Monday, October 24, 2011

Erratic bullpens will help determine what is now best-of-three Series


 

ARLINGTON, Texas -- At the conclusion of the first inning on Sunday night, in which Rangers starter Derek Holland retired the Cardinals' side in order, including a strikeout of scorching hot Allen Craig and a groundout from history-making Albert Pujols, Texas reliever Mike Adams turned toward bullpen-mate Scott Feldman and offered a prediction.

"We might get 'Complete Game Derek' tonight," Adams said.

"We might get 'Shutout Derek,'" Feldman replied.

Neither was exactly right -- Holland threw 8 1/3 shutout innings before closer Neftali Feliz got the final two outs as the Rangers won 4-0 to even the World Series at two games apiece -- but the prevailing sentiment rang home.

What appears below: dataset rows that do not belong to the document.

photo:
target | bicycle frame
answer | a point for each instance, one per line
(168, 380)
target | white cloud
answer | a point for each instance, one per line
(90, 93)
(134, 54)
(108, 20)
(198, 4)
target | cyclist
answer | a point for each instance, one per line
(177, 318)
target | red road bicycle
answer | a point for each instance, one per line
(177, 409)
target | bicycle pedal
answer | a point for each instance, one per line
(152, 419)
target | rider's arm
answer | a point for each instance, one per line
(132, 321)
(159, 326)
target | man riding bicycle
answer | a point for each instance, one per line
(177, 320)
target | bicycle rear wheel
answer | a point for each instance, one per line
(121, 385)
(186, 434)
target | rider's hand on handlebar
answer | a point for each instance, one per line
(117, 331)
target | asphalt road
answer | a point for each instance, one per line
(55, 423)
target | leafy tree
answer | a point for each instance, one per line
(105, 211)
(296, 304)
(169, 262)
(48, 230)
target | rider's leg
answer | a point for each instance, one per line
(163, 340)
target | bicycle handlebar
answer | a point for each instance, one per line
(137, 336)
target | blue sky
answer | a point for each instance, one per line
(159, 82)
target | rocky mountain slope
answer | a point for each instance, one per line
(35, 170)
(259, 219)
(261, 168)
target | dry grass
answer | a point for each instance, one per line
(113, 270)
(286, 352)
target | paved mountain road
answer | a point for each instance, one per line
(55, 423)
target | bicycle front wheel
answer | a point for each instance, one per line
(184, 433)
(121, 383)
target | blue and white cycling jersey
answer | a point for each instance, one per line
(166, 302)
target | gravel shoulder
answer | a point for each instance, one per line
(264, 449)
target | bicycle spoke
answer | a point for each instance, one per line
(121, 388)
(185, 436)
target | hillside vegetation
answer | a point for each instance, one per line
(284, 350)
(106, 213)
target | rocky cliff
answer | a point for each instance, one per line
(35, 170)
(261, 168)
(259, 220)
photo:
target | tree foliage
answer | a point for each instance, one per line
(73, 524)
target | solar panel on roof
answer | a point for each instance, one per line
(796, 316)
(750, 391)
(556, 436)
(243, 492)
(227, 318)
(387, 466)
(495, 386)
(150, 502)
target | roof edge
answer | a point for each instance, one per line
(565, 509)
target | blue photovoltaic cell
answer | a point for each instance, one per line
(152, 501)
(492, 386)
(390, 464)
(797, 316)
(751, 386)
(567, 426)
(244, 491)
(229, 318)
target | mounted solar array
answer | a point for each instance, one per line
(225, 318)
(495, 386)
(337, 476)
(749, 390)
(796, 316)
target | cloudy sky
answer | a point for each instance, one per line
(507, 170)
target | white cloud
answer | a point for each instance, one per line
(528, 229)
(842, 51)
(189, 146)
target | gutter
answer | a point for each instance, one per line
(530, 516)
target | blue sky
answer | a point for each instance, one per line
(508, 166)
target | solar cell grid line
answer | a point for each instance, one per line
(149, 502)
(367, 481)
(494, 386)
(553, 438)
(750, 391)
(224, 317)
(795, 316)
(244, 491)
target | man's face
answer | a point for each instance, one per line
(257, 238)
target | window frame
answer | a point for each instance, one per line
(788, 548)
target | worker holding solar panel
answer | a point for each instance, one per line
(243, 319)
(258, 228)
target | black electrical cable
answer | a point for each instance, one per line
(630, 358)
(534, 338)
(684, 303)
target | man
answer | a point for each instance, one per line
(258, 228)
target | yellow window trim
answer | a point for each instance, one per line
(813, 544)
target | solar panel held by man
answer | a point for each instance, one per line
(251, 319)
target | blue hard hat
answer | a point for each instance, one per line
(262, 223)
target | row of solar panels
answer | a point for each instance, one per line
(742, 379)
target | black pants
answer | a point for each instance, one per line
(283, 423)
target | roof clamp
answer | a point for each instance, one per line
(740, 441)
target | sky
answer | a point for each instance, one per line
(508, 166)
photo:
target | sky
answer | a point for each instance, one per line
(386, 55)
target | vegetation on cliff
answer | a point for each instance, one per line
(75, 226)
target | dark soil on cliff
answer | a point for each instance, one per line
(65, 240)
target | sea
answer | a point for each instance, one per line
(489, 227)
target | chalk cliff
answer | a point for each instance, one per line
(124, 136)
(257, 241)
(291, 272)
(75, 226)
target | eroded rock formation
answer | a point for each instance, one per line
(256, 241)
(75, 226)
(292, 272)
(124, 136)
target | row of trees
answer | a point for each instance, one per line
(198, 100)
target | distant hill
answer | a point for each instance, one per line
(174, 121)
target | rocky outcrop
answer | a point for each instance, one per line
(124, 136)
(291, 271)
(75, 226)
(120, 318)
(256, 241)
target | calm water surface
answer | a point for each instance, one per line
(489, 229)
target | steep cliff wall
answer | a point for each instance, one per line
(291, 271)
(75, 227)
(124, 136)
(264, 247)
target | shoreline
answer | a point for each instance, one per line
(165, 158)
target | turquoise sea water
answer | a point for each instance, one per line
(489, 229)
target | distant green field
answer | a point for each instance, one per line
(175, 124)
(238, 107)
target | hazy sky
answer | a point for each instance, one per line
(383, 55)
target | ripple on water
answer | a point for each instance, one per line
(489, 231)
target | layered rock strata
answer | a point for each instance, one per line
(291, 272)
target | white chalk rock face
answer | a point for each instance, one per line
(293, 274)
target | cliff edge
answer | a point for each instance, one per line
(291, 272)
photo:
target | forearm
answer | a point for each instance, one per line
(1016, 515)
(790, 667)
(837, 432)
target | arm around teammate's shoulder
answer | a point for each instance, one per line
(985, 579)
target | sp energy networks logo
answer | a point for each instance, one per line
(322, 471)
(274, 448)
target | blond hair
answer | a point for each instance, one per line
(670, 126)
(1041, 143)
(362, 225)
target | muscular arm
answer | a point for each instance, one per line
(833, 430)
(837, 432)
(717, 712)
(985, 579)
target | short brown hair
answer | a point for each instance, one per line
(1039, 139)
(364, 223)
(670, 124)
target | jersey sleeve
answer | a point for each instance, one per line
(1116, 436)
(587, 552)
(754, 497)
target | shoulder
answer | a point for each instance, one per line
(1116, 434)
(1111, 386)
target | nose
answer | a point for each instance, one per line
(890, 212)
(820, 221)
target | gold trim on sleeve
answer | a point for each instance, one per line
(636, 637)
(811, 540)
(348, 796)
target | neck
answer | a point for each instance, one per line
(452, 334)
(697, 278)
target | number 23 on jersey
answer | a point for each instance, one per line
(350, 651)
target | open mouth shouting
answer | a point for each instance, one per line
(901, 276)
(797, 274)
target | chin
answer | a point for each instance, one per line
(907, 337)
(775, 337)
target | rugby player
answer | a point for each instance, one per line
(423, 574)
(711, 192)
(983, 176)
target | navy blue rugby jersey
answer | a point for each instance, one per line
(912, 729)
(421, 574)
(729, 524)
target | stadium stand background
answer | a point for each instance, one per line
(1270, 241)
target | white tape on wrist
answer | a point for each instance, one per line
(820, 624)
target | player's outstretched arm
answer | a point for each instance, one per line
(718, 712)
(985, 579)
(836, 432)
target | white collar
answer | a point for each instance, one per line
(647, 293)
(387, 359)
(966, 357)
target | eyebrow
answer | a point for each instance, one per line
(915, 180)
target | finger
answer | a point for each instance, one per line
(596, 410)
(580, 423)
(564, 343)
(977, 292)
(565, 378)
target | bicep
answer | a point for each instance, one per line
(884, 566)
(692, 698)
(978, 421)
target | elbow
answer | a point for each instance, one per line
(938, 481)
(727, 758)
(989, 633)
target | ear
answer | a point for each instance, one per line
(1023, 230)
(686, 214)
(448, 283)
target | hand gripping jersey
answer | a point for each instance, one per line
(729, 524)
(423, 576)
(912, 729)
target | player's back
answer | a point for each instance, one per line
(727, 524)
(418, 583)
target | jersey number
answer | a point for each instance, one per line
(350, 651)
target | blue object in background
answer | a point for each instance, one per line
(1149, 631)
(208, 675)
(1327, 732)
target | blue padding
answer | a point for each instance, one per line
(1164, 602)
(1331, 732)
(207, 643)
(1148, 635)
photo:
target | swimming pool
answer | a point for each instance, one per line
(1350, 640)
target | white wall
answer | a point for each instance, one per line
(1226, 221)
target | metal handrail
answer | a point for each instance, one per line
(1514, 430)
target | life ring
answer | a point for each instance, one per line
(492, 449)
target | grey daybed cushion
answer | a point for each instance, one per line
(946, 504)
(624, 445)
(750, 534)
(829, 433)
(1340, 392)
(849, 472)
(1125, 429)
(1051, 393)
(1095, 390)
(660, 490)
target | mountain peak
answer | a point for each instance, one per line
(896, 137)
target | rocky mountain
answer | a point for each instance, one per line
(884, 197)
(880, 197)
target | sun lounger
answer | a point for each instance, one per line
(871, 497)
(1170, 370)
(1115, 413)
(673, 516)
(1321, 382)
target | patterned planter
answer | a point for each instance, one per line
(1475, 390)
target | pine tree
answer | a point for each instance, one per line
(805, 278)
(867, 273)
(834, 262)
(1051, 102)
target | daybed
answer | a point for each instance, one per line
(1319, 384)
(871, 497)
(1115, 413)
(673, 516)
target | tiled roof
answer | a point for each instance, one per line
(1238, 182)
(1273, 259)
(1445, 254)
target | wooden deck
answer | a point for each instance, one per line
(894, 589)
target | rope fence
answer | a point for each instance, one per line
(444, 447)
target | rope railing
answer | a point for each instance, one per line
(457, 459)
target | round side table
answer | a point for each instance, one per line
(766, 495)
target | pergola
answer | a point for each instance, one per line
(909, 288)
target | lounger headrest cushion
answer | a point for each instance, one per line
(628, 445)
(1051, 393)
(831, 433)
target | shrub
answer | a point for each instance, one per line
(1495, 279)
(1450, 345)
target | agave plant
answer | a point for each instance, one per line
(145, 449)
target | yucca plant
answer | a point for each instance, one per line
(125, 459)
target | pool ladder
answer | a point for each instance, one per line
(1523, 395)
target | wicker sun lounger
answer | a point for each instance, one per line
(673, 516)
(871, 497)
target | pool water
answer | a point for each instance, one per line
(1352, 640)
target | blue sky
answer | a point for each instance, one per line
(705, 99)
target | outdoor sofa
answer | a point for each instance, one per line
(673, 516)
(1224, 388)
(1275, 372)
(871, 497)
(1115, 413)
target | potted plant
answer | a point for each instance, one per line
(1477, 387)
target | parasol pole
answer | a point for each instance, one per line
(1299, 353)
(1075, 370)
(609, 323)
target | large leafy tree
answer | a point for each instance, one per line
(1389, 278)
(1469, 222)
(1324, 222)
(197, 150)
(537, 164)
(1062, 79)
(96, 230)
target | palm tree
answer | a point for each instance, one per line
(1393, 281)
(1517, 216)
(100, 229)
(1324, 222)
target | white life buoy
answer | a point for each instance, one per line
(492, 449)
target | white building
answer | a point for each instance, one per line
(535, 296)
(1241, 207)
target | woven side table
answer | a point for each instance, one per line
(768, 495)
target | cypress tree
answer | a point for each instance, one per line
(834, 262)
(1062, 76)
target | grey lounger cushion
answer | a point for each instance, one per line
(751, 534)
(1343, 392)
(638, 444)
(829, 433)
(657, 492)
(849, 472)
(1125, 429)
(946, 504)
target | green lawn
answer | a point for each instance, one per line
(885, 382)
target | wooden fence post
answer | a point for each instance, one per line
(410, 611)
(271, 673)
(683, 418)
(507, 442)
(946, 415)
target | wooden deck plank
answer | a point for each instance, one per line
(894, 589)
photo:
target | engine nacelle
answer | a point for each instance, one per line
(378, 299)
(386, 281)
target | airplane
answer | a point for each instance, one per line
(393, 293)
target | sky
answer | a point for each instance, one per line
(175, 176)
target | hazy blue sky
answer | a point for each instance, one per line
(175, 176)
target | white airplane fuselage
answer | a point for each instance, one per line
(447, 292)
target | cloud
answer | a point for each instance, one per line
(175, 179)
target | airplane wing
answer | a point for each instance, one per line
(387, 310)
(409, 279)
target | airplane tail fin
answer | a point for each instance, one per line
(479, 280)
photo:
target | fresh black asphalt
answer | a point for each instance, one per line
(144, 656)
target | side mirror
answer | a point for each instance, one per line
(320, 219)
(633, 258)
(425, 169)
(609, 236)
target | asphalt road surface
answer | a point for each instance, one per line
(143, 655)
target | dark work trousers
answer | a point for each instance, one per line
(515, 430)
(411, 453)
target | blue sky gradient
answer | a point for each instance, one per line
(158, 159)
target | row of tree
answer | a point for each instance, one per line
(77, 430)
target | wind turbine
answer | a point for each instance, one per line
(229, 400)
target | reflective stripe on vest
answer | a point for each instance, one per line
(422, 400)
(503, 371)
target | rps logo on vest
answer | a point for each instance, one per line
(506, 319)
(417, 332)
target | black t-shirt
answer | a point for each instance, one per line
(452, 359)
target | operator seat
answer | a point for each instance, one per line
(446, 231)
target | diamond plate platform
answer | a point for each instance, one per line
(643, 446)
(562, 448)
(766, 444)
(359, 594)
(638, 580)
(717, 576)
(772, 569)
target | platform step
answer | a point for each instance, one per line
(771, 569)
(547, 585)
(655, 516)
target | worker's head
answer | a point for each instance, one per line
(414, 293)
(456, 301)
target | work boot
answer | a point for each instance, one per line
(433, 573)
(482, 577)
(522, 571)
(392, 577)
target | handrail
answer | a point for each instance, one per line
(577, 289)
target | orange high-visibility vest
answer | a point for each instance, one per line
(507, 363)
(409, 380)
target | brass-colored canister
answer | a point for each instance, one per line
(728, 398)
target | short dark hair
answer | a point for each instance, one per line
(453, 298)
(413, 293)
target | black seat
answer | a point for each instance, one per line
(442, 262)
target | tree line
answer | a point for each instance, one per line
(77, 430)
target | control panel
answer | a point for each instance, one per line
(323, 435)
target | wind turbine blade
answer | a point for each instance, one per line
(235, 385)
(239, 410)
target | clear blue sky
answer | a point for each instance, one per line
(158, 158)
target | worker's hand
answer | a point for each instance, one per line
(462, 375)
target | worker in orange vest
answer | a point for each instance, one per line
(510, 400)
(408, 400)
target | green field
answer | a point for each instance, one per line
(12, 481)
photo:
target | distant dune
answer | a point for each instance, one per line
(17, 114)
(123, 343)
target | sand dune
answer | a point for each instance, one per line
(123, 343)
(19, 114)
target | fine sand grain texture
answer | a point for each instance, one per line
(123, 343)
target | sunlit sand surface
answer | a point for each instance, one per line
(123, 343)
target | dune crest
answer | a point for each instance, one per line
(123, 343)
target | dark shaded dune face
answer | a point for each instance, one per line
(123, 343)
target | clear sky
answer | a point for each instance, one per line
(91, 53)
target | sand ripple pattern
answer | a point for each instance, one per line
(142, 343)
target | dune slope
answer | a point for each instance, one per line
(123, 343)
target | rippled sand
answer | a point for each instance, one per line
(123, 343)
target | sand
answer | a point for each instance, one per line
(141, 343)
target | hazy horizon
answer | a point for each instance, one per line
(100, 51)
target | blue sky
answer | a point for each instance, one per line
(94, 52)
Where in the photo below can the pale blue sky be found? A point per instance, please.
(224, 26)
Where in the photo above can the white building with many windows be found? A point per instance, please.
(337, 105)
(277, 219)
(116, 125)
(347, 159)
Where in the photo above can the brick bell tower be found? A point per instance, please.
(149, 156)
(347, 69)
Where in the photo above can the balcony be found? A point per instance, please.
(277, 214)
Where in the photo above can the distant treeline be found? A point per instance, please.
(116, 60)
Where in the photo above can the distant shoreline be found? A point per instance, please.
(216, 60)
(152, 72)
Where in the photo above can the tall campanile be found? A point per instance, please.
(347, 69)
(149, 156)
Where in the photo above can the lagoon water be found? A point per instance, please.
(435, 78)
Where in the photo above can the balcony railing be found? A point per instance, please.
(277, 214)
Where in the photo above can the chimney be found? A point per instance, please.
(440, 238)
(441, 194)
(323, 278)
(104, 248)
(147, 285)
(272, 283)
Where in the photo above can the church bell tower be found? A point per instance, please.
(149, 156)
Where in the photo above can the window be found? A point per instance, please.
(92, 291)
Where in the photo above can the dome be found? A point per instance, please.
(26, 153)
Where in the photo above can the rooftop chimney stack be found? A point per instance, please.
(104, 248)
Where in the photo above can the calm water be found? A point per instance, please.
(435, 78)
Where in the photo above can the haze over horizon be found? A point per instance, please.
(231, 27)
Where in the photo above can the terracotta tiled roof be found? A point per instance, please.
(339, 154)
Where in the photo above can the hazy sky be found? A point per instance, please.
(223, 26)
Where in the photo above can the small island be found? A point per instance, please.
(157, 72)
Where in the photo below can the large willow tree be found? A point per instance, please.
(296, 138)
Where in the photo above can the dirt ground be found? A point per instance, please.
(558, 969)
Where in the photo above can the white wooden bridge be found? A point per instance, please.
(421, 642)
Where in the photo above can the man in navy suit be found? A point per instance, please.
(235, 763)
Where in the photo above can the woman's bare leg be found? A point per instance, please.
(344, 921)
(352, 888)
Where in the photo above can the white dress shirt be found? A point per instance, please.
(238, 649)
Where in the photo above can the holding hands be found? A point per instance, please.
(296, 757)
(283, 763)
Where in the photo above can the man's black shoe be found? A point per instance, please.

Perhaps no group benefited more from Holland's brilliant outing than the Rangers' relief corps. It was the first time this postseason that a Texas starter had even completed seven innings, much less more than eight, and meant that the mostly-excellent but heavily-taxed bullpen would -- aside from Feliz, who threw 17 pitches and was coming off two days of rest -- be given a much-needed extra day off.

"Tonight we got a great start," Adams said. "It helped the bullpen tremendously. I think we'll be a little bit reloaded tomorrow and ready to go."